Here’s a really good video by Tom Scott specifically regarding the Twitter stats and how you can watch them change in weird ways: https://www.youtube.com/watch?v=RY_2gElt3SA.
That’s fascinating! I had no idea about the latency issue. That’s almost perfectly designed to make “hit this retweet-to-like ratio” impossible.
The roulette wheel would be nice to repeat with various colours to delve into colour bias.
Ben, are you familiar with Condorcet’s Jury Theorem? It’s one of my favorites.

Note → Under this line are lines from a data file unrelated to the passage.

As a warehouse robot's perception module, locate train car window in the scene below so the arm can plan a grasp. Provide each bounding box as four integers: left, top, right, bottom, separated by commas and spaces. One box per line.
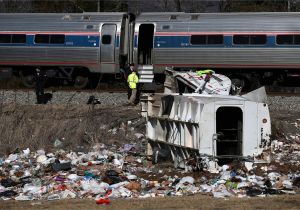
233, 35, 249, 45
34, 34, 50, 44
102, 35, 111, 44
190, 35, 206, 45
207, 35, 223, 44
0, 34, 11, 43
250, 35, 267, 45
294, 35, 300, 44
11, 34, 26, 44
50, 34, 65, 44
276, 35, 293, 45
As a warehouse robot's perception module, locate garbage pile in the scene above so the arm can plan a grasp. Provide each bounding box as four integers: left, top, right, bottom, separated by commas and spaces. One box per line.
0, 138, 300, 204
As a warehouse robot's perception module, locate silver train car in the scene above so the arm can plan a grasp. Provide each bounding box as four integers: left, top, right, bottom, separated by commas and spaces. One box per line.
0, 13, 129, 88
0, 13, 300, 88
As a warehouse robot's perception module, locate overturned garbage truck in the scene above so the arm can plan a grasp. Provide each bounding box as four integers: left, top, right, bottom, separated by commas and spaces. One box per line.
142, 69, 271, 167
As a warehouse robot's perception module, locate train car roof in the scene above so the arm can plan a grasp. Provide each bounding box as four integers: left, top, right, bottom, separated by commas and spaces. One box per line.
0, 12, 126, 22
0, 13, 127, 31
136, 12, 300, 22
136, 12, 300, 32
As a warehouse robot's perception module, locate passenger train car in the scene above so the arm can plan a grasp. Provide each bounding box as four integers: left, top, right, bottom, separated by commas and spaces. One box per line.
0, 13, 300, 88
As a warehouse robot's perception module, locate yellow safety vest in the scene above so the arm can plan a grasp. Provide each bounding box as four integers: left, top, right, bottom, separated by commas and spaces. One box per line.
196, 69, 215, 76
127, 72, 139, 89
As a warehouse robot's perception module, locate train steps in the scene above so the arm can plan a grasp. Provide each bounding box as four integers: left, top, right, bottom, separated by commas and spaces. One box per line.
138, 65, 154, 83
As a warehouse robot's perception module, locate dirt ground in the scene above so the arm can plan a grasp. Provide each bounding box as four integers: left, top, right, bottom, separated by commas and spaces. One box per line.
0, 104, 145, 156
0, 194, 300, 210
0, 105, 300, 210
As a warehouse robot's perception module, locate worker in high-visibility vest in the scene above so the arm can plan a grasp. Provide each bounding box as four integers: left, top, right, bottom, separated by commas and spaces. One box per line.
127, 63, 139, 105
196, 69, 215, 76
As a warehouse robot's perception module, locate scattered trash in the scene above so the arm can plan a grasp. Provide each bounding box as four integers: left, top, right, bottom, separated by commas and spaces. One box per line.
0, 139, 300, 202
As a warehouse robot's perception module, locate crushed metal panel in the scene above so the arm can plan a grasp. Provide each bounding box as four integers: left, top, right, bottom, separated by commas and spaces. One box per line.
146, 93, 271, 167
164, 67, 232, 95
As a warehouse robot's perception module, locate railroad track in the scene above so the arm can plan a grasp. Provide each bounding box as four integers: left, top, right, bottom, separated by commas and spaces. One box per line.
0, 84, 300, 96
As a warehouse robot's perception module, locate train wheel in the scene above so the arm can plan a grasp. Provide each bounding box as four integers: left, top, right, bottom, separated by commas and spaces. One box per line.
21, 73, 35, 88
74, 75, 89, 89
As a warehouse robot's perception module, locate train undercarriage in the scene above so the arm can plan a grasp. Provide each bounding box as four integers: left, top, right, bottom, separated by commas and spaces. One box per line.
0, 66, 300, 91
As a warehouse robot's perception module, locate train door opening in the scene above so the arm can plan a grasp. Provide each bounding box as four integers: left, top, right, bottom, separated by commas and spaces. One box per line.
138, 24, 154, 65
216, 107, 243, 165
100, 24, 117, 73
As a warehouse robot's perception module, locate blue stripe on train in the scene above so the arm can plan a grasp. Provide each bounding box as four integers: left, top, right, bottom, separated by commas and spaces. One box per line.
0, 35, 119, 47
154, 35, 300, 48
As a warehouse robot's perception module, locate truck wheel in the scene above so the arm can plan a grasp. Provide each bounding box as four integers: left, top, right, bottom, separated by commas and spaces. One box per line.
21, 74, 35, 88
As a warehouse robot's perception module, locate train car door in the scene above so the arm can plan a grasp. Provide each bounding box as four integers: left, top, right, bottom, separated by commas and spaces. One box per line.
100, 24, 117, 73
216, 107, 243, 165
138, 24, 154, 65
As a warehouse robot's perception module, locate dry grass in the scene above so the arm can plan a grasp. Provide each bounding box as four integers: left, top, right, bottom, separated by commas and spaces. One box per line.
0, 104, 139, 155
0, 194, 300, 210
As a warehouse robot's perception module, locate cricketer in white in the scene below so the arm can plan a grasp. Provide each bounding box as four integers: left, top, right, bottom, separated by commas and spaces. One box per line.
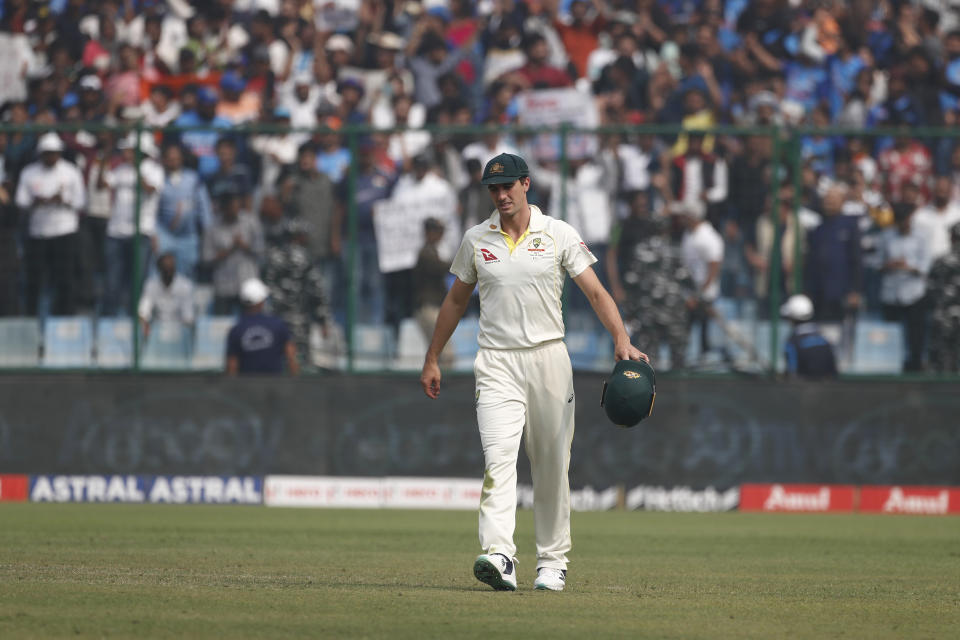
420, 154, 647, 590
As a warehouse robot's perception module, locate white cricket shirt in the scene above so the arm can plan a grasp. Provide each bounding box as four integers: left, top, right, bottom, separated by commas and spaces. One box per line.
450, 205, 597, 349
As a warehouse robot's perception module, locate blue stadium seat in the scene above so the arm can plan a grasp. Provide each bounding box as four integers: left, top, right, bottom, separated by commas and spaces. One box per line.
353, 324, 394, 371
394, 318, 429, 371
97, 318, 133, 369
849, 320, 905, 373
0, 318, 40, 367
140, 321, 193, 369
450, 316, 480, 371
192, 316, 237, 370
43, 316, 93, 367
564, 331, 600, 371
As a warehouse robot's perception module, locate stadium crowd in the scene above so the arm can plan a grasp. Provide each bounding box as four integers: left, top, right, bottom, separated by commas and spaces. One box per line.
0, 0, 960, 371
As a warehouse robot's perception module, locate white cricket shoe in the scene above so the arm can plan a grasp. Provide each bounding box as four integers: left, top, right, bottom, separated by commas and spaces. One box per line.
533, 567, 567, 591
473, 553, 517, 591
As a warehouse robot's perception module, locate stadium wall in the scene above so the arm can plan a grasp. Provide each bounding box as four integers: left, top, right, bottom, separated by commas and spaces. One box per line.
0, 374, 960, 491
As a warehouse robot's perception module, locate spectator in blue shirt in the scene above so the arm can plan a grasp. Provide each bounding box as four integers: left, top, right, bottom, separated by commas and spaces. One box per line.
227, 278, 300, 376
173, 87, 233, 180
780, 294, 837, 380
157, 144, 213, 280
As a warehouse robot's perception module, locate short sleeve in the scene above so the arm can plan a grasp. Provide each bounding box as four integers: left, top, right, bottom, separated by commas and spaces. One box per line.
450, 233, 477, 284
557, 224, 597, 278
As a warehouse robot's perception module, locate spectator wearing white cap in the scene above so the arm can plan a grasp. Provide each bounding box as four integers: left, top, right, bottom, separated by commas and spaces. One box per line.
675, 201, 724, 353
16, 132, 86, 315
227, 278, 300, 376
102, 132, 163, 316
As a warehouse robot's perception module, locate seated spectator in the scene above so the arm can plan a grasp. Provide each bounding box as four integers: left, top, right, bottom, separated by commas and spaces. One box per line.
203, 191, 263, 315
103, 133, 163, 316
226, 278, 300, 376
137, 253, 196, 337
780, 294, 837, 380
206, 138, 253, 210
174, 87, 233, 180
912, 176, 960, 262
157, 144, 213, 280
804, 185, 863, 362
263, 219, 331, 368
498, 33, 573, 89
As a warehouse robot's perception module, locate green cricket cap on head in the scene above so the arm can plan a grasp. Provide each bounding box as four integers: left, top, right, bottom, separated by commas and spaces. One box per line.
600, 360, 657, 428
480, 153, 530, 184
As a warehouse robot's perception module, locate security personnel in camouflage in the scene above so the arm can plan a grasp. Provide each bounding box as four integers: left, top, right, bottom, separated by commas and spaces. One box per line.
927, 224, 960, 373
618, 219, 696, 369
263, 219, 329, 368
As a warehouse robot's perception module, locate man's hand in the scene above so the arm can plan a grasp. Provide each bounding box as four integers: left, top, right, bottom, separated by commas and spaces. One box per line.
420, 358, 441, 400
613, 340, 650, 364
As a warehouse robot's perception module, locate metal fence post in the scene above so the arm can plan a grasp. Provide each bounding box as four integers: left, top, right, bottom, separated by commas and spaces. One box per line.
130, 120, 143, 371
768, 125, 783, 376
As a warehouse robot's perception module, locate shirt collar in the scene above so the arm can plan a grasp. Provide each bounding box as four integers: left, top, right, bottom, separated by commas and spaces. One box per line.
487, 204, 547, 233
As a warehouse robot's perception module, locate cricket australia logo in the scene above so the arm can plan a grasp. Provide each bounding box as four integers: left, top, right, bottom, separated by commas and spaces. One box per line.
480, 249, 500, 264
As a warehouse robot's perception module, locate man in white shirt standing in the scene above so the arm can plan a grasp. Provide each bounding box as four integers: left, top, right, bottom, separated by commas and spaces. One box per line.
137, 253, 196, 337
420, 153, 647, 591
16, 132, 86, 316
913, 176, 960, 263
880, 202, 933, 372
678, 202, 723, 354
103, 133, 163, 316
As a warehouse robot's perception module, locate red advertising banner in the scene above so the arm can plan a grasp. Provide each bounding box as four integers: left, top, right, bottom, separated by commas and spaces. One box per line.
0, 475, 30, 502
860, 486, 960, 515
740, 484, 857, 513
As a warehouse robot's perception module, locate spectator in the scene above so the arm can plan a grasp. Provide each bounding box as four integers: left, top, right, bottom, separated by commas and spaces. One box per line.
101, 133, 163, 316
927, 224, 960, 373
679, 201, 724, 356
547, 0, 606, 78
805, 185, 863, 362
314, 116, 350, 184
250, 107, 302, 196
16, 133, 86, 316
337, 138, 397, 323
407, 20, 479, 109
670, 132, 728, 225
880, 202, 930, 373
173, 87, 233, 180
413, 218, 453, 366
278, 143, 342, 297
203, 191, 263, 315
137, 253, 196, 337
157, 144, 213, 280
206, 138, 253, 210
227, 278, 300, 376
780, 294, 837, 380
263, 219, 330, 367
911, 176, 960, 263
606, 191, 695, 370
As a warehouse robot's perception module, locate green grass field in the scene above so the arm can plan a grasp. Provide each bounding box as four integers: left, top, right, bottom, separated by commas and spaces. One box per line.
0, 504, 960, 640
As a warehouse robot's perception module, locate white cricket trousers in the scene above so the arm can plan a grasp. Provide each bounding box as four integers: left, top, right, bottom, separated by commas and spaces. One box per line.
474, 340, 575, 569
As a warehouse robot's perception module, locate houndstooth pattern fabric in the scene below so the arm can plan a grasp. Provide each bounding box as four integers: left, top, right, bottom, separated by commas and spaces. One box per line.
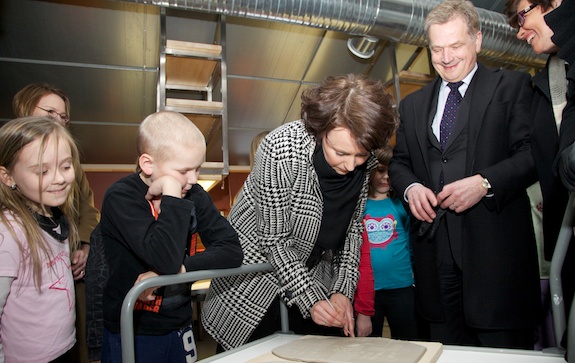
202, 120, 377, 349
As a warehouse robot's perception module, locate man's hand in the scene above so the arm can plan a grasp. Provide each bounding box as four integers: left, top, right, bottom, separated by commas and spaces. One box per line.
406, 184, 437, 223
134, 271, 159, 301
437, 174, 487, 213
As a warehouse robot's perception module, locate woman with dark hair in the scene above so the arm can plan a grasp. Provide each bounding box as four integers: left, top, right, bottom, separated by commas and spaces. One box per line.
505, 0, 575, 347
202, 75, 397, 350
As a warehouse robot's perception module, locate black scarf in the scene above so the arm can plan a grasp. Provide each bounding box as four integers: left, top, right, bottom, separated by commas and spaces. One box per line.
307, 144, 367, 267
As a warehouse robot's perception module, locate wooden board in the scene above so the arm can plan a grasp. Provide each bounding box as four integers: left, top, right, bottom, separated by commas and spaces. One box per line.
246, 336, 443, 363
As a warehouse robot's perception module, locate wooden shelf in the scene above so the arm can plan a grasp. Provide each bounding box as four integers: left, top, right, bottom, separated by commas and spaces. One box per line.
166, 39, 222, 59
166, 98, 223, 115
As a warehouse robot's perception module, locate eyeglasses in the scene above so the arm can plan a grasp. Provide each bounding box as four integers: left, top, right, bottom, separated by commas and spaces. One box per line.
36, 106, 70, 123
517, 4, 539, 28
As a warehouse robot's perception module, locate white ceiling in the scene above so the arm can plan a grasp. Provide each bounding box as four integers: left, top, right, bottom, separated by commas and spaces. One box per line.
0, 0, 536, 171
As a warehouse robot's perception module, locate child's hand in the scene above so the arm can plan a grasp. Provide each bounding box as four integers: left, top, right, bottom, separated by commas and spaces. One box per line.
70, 245, 90, 280
134, 271, 159, 301
146, 175, 182, 200
356, 314, 373, 337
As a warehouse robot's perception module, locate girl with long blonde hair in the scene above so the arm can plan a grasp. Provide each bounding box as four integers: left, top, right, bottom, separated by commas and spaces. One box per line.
0, 117, 79, 362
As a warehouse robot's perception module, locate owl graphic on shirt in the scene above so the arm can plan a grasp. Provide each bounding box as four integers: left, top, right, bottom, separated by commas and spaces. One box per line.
363, 214, 397, 248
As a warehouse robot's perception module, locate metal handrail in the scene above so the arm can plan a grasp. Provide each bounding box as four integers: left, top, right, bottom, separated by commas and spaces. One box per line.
120, 263, 289, 363
549, 193, 575, 352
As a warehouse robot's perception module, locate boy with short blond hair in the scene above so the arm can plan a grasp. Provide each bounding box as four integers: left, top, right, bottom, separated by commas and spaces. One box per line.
101, 111, 243, 363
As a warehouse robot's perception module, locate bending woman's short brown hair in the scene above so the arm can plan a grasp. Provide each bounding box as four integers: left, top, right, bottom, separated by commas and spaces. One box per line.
301, 74, 398, 151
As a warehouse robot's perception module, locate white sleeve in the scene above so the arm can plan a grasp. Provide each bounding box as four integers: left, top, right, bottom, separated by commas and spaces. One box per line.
0, 276, 14, 363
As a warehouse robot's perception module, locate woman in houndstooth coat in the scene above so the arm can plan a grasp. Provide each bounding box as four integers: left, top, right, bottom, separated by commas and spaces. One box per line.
202, 75, 397, 350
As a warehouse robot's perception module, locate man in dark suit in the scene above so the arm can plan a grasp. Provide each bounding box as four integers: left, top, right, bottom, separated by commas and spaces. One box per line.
389, 0, 540, 349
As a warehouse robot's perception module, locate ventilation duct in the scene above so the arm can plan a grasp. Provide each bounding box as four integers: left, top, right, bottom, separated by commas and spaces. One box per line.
124, 0, 545, 67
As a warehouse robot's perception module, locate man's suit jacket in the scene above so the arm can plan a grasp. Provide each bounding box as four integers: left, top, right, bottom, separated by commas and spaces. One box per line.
389, 65, 539, 329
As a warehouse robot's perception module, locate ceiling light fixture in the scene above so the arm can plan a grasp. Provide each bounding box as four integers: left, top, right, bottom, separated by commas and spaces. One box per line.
347, 36, 379, 59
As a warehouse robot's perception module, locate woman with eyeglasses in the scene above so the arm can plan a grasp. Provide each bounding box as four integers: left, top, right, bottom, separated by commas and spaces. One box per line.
12, 83, 100, 363
505, 0, 575, 348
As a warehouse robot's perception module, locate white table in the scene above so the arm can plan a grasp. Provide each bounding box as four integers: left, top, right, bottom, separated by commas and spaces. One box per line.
198, 334, 565, 363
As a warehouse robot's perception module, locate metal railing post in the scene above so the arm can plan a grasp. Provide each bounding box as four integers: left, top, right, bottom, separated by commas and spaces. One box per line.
120, 263, 274, 363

Essentially, it speaks to the probability that a group of people will arrive at the correct decision using majority rule (by assumption, a correct decision exists). If each individual voter has a probability greater than .5, adding voters increases the probability that majority rule will arrive at the correct decision. If the individual probability is less than .50, then adding voters makes arriving at the correct decision less and less likely.
I didn’t know that one, and I like it! In one sense, it’s a simple consequence of the binomial theorem; in another sense, it’s a kind of profound model for collective decision-making.